Engineers from QuTech (a collaboration between TU Delft and TNO) can use measuring device independent (MDI) quantum key distribution (QKD) to ensure untappable communication, which is scalable in cost for multiple users. A side effect is that the untappable communication, over the same fiber optic connection, can take place in addition to conventional internet traffic. Thanks to KPN and Cisco, a test set-up could be made that put this into practice. MDI-QKD is an important step toward a quantum internet that is accessible to everyone.
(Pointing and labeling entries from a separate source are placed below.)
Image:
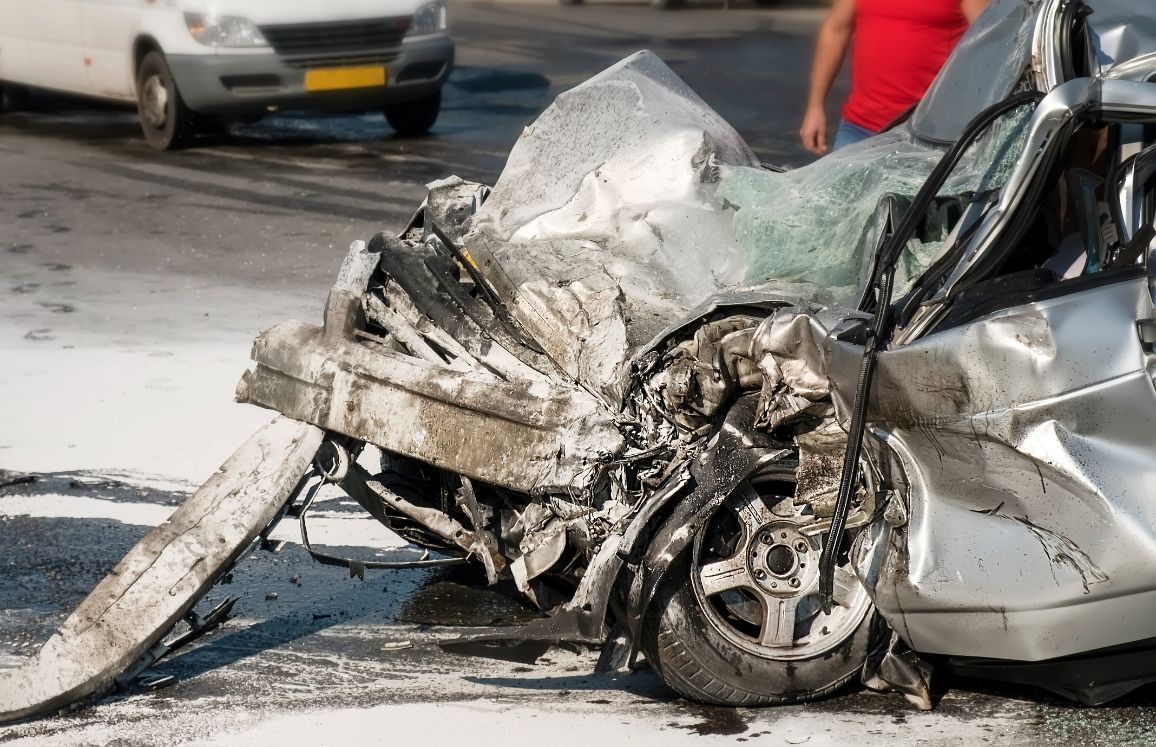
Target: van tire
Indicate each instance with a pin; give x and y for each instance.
(168, 124)
(414, 118)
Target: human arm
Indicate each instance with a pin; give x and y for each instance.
(830, 49)
(972, 8)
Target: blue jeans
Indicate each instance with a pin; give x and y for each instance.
(849, 134)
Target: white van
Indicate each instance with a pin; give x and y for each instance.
(184, 61)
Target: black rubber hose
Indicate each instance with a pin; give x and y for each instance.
(880, 327)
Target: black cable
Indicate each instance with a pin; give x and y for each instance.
(880, 327)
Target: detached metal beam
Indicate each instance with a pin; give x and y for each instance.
(161, 578)
(527, 436)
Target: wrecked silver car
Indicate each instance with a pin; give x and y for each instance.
(772, 430)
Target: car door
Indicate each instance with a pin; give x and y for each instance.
(54, 44)
(13, 42)
(1024, 434)
(109, 29)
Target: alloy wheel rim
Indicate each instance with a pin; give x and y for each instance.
(763, 596)
(155, 102)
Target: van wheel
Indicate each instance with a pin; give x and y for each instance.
(736, 620)
(414, 118)
(165, 121)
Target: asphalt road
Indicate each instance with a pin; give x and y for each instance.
(132, 283)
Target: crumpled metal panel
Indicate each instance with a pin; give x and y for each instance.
(600, 219)
(1025, 438)
(527, 436)
(986, 65)
(1121, 30)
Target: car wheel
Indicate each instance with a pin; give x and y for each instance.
(736, 620)
(165, 121)
(414, 118)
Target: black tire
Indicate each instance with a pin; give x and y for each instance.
(168, 124)
(684, 644)
(414, 118)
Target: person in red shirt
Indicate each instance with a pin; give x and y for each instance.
(897, 49)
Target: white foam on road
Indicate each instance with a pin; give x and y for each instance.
(119, 371)
(325, 527)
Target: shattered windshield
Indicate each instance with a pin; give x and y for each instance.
(815, 223)
(630, 201)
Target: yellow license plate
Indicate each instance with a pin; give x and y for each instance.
(342, 78)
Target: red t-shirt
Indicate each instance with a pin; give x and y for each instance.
(897, 50)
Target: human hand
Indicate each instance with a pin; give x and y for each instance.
(813, 131)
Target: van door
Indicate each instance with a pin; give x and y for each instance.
(13, 44)
(56, 44)
(110, 27)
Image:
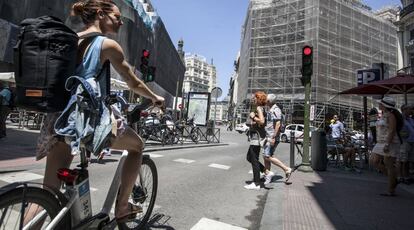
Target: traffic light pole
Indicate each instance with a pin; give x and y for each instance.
(305, 166)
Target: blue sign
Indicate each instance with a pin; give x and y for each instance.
(365, 76)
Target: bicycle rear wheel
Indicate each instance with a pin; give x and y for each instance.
(39, 208)
(143, 194)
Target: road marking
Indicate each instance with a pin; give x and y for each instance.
(207, 224)
(153, 155)
(225, 167)
(186, 161)
(20, 176)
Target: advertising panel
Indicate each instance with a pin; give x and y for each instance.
(198, 107)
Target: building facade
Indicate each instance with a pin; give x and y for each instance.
(346, 36)
(142, 29)
(405, 25)
(200, 76)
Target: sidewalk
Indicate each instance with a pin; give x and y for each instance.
(17, 150)
(336, 199)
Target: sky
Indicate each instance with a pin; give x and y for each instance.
(212, 28)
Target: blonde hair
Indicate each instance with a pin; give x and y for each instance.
(261, 98)
(87, 9)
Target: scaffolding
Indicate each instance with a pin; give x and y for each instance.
(346, 36)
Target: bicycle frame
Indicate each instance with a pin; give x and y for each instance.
(73, 195)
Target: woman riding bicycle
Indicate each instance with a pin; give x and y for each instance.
(100, 16)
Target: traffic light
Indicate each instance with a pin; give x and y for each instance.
(148, 72)
(307, 64)
(150, 76)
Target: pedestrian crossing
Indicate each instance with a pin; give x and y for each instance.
(208, 224)
(203, 224)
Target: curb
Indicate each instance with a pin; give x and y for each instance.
(151, 149)
(272, 218)
(183, 147)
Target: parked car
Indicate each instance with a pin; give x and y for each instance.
(298, 130)
(241, 128)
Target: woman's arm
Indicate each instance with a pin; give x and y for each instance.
(113, 52)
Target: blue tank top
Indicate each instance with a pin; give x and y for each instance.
(91, 65)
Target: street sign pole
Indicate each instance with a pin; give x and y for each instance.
(307, 71)
(305, 166)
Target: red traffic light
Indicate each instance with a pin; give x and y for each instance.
(145, 53)
(307, 50)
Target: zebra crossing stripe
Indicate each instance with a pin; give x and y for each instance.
(218, 166)
(186, 161)
(208, 224)
(153, 155)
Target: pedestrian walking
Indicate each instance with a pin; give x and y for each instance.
(388, 143)
(5, 97)
(257, 136)
(273, 124)
(104, 17)
(407, 148)
(373, 118)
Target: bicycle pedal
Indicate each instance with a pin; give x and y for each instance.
(112, 224)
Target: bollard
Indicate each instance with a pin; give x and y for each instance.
(319, 151)
(292, 149)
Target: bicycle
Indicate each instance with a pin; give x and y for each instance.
(187, 130)
(71, 208)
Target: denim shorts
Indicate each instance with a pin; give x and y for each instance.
(268, 149)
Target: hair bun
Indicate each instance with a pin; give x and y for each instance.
(78, 7)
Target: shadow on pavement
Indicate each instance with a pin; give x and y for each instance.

Currently, secure communication is based on the principle that breaking cryptography with conventional computers takes a lot of time. Such cryptography is used, for example, in communication between data centers, intergovernmental communication or critical infrastructure such as banks, energy companies and airports. Certain lines of communication require confidentiality on legal grounds or from the user's point of view. An attacker could intercept these messages and decipher them later with a lot of time and computing power. Computers are accelerating — especially with the impending introduction of quantum computers — and that poses a risk to sending encrypted information.

Alice & Bob can use quantum keys to communicate and send files securely using an MDI-QKD key. Source: QuTech (Vincent de Mees, Slim Plot)
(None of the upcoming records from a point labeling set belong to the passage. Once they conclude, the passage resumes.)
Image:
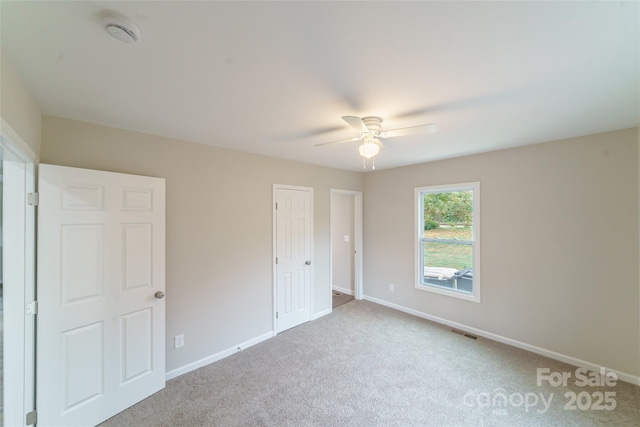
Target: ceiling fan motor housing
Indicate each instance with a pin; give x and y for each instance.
(372, 123)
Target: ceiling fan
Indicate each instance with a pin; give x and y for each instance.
(370, 129)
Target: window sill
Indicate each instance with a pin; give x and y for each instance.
(443, 290)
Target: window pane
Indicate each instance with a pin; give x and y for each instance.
(449, 265)
(448, 255)
(452, 210)
(447, 245)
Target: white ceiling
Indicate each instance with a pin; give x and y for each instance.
(274, 78)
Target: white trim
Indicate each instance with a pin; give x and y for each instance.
(321, 314)
(633, 379)
(218, 356)
(358, 242)
(342, 290)
(274, 250)
(419, 233)
(19, 276)
(10, 140)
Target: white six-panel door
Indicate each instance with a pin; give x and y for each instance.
(293, 253)
(100, 264)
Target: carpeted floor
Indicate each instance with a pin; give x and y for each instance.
(368, 365)
(339, 298)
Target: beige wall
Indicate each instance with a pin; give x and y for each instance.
(219, 227)
(342, 224)
(18, 109)
(559, 249)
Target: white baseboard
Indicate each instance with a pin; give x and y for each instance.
(218, 356)
(342, 290)
(320, 314)
(633, 379)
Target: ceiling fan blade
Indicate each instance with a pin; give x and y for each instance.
(356, 123)
(356, 138)
(428, 128)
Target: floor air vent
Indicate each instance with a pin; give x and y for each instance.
(464, 334)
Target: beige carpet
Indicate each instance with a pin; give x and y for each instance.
(339, 298)
(368, 365)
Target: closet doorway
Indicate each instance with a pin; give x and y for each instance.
(346, 245)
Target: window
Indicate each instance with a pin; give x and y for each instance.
(448, 241)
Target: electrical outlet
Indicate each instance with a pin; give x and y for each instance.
(178, 341)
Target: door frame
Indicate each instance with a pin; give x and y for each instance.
(357, 237)
(19, 341)
(274, 279)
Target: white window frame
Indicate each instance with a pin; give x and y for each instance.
(474, 296)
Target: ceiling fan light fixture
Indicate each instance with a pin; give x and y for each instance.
(369, 150)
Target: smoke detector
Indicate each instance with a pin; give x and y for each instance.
(120, 27)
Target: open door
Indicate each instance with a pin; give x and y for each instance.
(100, 293)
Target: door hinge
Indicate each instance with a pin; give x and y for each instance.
(32, 307)
(33, 199)
(31, 418)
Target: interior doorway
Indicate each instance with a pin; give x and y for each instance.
(346, 245)
(18, 277)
Joshua Slater, team leader of the MDI-QKD project, said: "Important, conventional cryptographic methods rely on, for example, a public and a private key. These two keys are actually two large numbers that belong together. Security is based on the fact that the private key is difficult and slow to calculate with only knowledge of the public key. With the advent of very powerful computers (such as quantum computers), calculating the private key is trivial and then encryption becomes meaningless."

One solution against eavesdropping — now and in the future — is the use of QKD. In the world of quantum, eavesdropping on a message disrupts the transmission of the quantum key. Slater: "If the quantum key is disturbed, the users know not to use that key for their secret line of communication. Once the quantum key has been successfully shared with the intended receiver, the rest of the secure communication is assured of the so-called 'forward secrecy': the certainty that the key distribution, now and in the future, cannot be cracked."
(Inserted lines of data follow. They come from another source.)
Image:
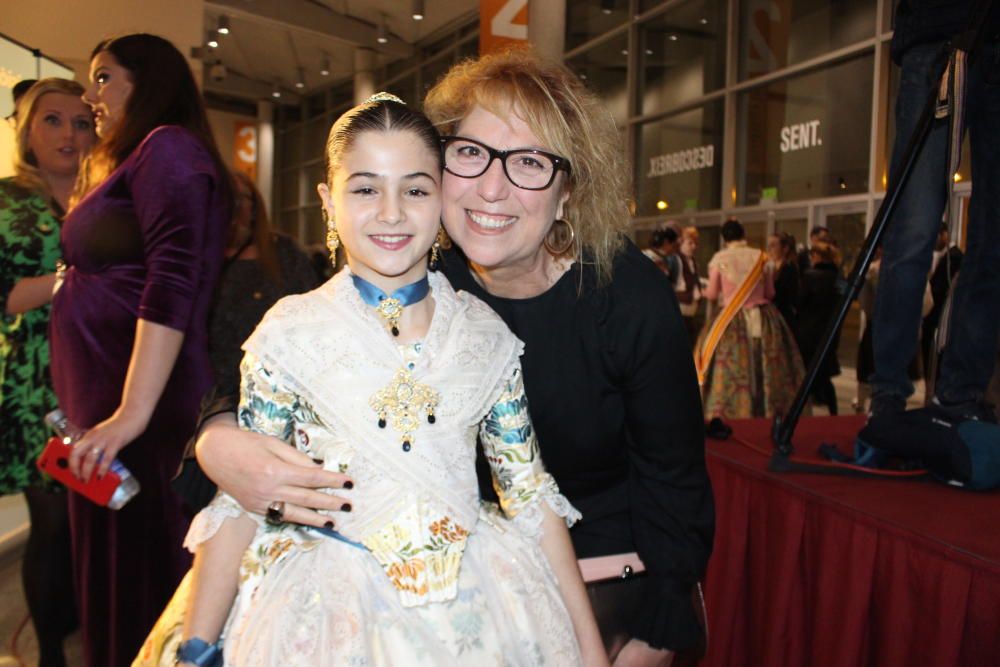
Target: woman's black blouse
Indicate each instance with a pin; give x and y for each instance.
(614, 399)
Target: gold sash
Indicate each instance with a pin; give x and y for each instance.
(704, 352)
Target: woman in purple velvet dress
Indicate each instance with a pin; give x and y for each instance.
(143, 247)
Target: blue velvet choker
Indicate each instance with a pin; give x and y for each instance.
(390, 306)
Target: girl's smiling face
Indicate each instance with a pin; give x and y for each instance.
(385, 200)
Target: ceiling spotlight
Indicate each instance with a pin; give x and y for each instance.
(382, 36)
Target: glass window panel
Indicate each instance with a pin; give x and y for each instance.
(316, 131)
(604, 69)
(797, 228)
(682, 54)
(806, 136)
(777, 33)
(405, 88)
(289, 223)
(709, 243)
(314, 176)
(756, 233)
(847, 230)
(587, 19)
(316, 104)
(289, 188)
(397, 67)
(288, 114)
(680, 162)
(291, 146)
(315, 227)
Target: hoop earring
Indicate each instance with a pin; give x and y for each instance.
(332, 238)
(560, 238)
(441, 242)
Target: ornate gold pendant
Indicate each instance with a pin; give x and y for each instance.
(391, 309)
(401, 402)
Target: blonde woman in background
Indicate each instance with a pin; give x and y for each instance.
(55, 130)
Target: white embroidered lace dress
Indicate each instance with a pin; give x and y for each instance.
(439, 580)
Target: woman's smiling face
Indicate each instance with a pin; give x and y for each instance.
(496, 223)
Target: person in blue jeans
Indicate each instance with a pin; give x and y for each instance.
(922, 32)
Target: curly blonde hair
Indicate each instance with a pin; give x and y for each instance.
(26, 172)
(569, 119)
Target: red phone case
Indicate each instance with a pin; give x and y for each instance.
(54, 461)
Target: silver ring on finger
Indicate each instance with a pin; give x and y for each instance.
(275, 515)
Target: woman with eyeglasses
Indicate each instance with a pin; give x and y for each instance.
(535, 197)
(55, 129)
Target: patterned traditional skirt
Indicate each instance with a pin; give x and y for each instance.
(756, 368)
(332, 605)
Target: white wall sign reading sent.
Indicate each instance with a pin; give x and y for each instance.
(800, 135)
(686, 160)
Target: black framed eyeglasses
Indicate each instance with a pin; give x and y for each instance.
(527, 168)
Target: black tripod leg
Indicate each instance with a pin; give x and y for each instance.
(783, 427)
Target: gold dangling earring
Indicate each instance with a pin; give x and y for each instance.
(560, 238)
(332, 239)
(440, 242)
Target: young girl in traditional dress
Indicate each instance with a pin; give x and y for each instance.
(388, 376)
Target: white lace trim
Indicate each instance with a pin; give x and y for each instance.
(208, 521)
(529, 520)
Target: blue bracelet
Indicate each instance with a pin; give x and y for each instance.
(199, 652)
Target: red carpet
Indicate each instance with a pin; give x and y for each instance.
(823, 570)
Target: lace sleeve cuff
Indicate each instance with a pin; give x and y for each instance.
(207, 522)
(529, 520)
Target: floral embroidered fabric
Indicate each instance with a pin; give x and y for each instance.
(441, 580)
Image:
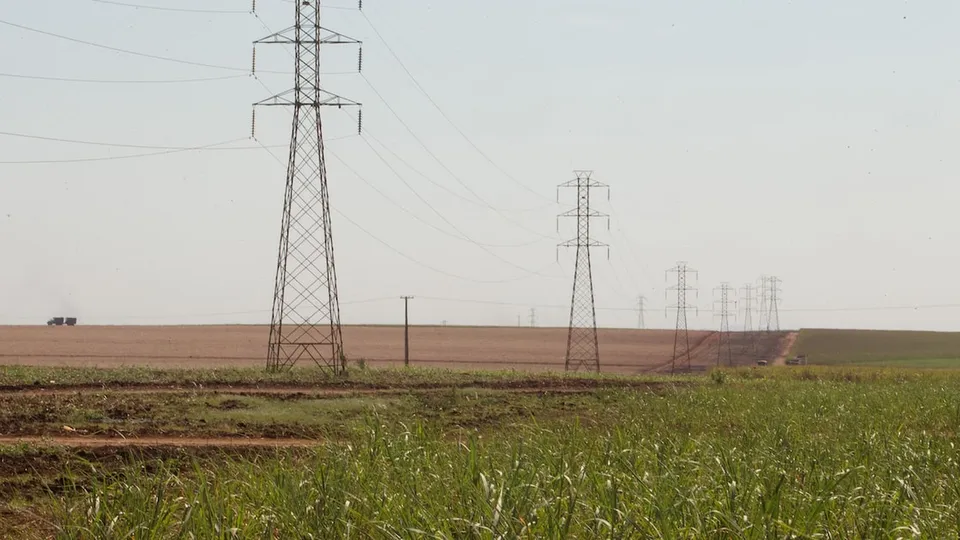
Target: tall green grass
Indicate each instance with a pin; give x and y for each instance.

"Unfortunately, the current commercially available QKD systems are complicated to scale up," Slater explains. "To solve all these problems, we have built a measuring device independent (MDI) QKD system, where multiple users are connected via a central node, which operates like a classic telephone exchange operator. Additionally, the central node does not need to be trusted. The entire system is designed in such a way that hacking attacks against the central node cannot break the security of the protocol.

"A big advantage of our system, compared to other QKD systems, is the cost scalability to a large number of users. This is possible because our MDI-QKD can be used in a physical star-shaped network. Researchers at QuTech had already carried out the first pilot demonstration of MDI-QKD, the first demonstration on deployed fibers, and the first demonstration with cost-effective, off-the-shelf hardware.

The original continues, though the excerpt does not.